1993:042 - NEWTONARDS: 1, 2 & 3 Court Sq., Down

NMI Burial Excavation Records

County: Down Site name: NEWTONARDS: 1, 2 & 3 Court Sq.

Sites and Monuments Record No.: N/A Licence number:

Author: Eoin Halpin, A.D.S. Ltd.

Site type: Historic town

Period/Dating: Multi-period

ITM: E 749119m, N 873796m

Latitude, Longitude (decimal degrees): 54.590420, -5.692612

The excavations took place prior to the development of a site located at the junction of Castle St. and Court Sq. and were carried out on behalf of Environment Service, Historic Monuments and Buildings, DoE (NI). The site is roughly rectangular in shape, measuring a maximum of 30m x 13m with its long axis running north-north-east/south-south-west. Two machine cut trenches were examined, the first running perpendicular to the line of Castle St. and the second, running parallel to it.

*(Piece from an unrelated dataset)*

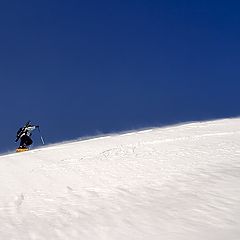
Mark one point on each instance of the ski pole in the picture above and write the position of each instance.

The excavations showed that there were four main phases. Firstly there were slight traces of what can very loosely be described as pre-Plantation activity, which were overlain by the first landscaping episode in the town, that carried out by Sir Hugh Montgomery around 1650 and represented by the deposition of a thick layer of sandy silts and the construction of cobbled areas in the old foreshore area. There then followed a second phase of landscaping and associated building construction, this time by the Londonderry family, who were responsible for the deposition of the grey soils, the construction of house walls and finally a phase of 19th-century refurbishment, when large quantities of gravel were deposited in the houses in order to raise the floor levels. Therefore, although little of medieval date was uncovered or indeed any direct evidence for Plantation settlement, the sequence of events revealed in the sections clearly reflects the written histories of the town. However, what may be more important is the fact that due to the nature of the development of Newtownards, that is, the redeposition of large quantities of soil over extensive areas of the town, the earlier deposits may simply have been buried, and due to the extensive overburden, may have escaped destruction by later development.